To state a claim under Section 1, a plaintiff must first allege a relevant, plausible product market that bears a “rational relation to the methodology courts prescribe to define a market for antitrust purposes — analysis of the interchangeability of use or the cross-elasticity of demand.” Todd v. Exxon Corp., 275 F.3d 191, 200 (2d Cir.2001) (Sotomayor, J.) (internal quotation marks omitted); see also Re-Alco Indus., Inc. v. Nat’l Ctr. for Health Educ., Inc., 812 F.Supp. 387, 392 (S.D.N.Y.1993) (“Absent an adequate market definition, it is impossible for a court to assess the anticompetitive effect of challenged practices.”).
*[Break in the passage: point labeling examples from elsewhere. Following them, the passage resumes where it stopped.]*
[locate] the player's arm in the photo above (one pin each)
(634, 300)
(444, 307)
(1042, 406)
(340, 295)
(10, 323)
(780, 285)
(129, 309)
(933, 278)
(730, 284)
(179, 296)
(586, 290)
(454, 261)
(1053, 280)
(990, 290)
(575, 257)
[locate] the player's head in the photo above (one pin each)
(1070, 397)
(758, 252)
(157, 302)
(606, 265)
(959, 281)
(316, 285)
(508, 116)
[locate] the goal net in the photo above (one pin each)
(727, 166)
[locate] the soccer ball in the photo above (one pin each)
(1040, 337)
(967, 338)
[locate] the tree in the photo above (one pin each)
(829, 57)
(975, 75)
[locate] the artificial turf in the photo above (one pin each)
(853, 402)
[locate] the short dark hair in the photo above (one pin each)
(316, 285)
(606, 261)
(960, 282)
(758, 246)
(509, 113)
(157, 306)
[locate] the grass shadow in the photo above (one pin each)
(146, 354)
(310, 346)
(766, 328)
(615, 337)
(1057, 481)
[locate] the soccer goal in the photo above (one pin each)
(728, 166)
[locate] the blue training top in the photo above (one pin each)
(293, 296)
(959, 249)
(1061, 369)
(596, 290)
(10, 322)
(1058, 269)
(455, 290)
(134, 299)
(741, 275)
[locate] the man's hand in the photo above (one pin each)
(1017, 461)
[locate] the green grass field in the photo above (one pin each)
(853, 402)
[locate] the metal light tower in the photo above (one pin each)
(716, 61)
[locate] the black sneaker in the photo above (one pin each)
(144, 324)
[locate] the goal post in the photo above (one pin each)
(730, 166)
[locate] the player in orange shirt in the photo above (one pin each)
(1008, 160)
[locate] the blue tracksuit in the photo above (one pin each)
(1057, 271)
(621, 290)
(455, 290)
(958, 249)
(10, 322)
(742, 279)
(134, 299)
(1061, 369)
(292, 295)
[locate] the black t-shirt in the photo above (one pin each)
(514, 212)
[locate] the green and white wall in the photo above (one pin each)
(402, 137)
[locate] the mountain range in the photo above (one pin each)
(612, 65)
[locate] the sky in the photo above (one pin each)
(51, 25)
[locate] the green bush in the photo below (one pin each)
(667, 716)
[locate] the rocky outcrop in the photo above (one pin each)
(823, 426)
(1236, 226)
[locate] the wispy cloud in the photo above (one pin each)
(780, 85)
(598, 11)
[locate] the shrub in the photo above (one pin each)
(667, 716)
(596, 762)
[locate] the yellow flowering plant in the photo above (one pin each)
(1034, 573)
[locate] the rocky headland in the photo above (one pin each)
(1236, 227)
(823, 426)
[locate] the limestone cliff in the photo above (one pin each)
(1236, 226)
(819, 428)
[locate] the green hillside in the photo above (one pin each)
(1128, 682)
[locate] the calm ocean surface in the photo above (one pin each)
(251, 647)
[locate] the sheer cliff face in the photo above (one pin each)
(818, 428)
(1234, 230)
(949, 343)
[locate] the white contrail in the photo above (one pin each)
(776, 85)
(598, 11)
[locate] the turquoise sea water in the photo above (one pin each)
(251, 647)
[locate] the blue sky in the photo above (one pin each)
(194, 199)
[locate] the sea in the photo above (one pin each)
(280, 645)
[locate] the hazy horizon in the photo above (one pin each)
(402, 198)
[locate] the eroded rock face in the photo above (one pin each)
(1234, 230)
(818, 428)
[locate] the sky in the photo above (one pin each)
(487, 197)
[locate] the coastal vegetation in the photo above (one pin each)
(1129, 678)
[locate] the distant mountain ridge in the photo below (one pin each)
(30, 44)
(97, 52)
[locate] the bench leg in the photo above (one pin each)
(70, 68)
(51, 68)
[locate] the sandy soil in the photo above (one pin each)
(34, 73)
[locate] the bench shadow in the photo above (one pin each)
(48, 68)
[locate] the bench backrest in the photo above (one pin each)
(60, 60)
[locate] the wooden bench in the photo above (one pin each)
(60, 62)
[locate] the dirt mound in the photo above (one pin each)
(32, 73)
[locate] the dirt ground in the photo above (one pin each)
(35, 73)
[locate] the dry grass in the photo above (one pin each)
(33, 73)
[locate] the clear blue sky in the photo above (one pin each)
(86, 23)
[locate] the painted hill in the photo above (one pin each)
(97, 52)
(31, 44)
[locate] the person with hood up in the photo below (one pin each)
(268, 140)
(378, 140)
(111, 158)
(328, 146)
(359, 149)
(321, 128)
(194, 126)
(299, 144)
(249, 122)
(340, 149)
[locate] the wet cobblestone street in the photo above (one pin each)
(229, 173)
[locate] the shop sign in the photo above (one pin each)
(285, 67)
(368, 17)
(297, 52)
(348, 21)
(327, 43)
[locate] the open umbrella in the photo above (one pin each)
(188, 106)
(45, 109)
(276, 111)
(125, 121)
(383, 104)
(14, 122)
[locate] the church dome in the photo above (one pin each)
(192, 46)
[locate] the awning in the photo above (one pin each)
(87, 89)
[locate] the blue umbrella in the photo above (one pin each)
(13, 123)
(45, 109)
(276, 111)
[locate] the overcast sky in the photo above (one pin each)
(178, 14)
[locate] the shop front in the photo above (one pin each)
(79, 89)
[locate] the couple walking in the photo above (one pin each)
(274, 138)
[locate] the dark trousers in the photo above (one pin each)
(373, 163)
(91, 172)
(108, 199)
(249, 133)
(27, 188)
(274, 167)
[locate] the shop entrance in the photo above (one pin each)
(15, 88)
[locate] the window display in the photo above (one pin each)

The relevant market must include all products that are “ ‘reasonably interchangeable by consumers for the same purposes,’ because the ability of consumers to switch to a substitute restrains a firm’s ability to raise prices above the competitive level.” City of New York v. Grp. Health Inc., 649 F.3d 151, 155 (2d Cir.2011) (citation omitted). Different products may be considered reasonably interchangeable if there is cross-elasticity of demand, which exists when “consumers would respond to a slight increase in the price of one product by switching to another product.” AD/SAT, Div. of Skylight, Inc. v. Associated Press, 181 F.3d 216, 227 (2d Cir.1999). A failure to include reasonably interchangeable products or to assess the cross-elasticity of demand renders the market definition legally insufficient and is grounds for granting a motion to dismiss. Chapman v. New York State Div. for Youth, 546 F.3d 230, 238 (2d Cir.2008).

Planetarium alleges that Altour conspired with Amex to restrain trade in the sale of discounted first and business class airline tickets in three markets: the Amex Network market, the Amex Cardholders market, and the general public market. Am. Compl. ¶¶ 34, 38^40.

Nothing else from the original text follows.